AI/ML Applications in Engineering

AI/ML Applications in Engineering

According to Alzheimer’s Disease International, 5.2% of the world’s population over 60 years old is estimated to be living with dementia, with the vast majority (~70-80%) the result of Alzheimer’s disease (AD). Considering the prevalence of AD and the projected population aging, by 2030, over 100 million people are expected to be living with AD. After several decades of focused clinical and genetic research and despite numerous advancements in the understanding of the disease, the pathophysiological mechanisms of AD remain unknown. In order to address this problem, and inspired by advances in the characterization of the brain’s connectome, availability of fMRI data and enhanced AI research capabilities enabled by HiperGator 3.0/AI, in this catalyst project, we will combine recently developed advanced functional magnetic resonance imaging (fMRI) techniques with novel network theory and image analysis methods, to identify quantitative biomarkers that can help the early diagnosis and guide treatment of AD.
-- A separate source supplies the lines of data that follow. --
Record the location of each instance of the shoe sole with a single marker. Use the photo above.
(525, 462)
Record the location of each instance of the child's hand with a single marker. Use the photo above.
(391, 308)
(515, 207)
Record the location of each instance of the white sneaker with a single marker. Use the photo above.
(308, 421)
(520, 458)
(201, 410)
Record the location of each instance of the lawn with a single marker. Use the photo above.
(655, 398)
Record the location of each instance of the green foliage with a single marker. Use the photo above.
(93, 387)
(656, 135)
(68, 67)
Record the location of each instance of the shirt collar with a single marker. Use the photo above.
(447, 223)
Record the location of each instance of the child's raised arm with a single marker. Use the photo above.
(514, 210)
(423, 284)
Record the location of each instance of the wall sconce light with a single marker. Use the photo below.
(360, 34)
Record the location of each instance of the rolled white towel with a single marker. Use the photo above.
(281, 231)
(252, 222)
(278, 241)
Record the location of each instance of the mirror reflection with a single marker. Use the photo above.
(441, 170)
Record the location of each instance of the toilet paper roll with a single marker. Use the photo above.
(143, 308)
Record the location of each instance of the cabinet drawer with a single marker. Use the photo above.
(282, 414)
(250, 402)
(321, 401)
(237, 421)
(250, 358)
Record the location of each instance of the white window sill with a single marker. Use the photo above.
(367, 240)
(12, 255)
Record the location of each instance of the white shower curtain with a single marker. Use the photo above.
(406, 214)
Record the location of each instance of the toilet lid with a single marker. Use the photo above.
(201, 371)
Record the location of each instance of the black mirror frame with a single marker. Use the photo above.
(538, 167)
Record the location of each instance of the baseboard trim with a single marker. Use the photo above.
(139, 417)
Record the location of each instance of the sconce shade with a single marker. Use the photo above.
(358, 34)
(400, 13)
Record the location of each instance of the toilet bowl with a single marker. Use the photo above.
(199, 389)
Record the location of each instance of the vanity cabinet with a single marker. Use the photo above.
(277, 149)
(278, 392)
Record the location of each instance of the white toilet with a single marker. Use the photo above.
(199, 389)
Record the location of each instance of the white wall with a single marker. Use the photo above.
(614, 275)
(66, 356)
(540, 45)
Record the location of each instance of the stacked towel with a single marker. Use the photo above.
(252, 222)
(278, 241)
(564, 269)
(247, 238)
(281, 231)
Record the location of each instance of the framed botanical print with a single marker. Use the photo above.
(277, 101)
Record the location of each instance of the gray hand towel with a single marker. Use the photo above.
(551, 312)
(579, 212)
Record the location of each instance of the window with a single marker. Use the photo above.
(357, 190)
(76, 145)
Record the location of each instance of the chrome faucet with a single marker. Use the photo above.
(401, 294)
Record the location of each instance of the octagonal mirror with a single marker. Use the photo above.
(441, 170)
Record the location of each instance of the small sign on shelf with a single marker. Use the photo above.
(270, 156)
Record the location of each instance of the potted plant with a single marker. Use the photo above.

Specifically, we aim to use machine learning to juxtapose connectomic analysis with brain imaging analysis to model disease progression and identify biomarkers in AD. Understanding connectome characteristics can lead to identification of critical neural nodes and connections underlying AD while imaging analysis can provide unfiltered diagnostic criteria. These findings can be combined to pinpoint AD biomarkers and used to model disease progression through targeted network attacks.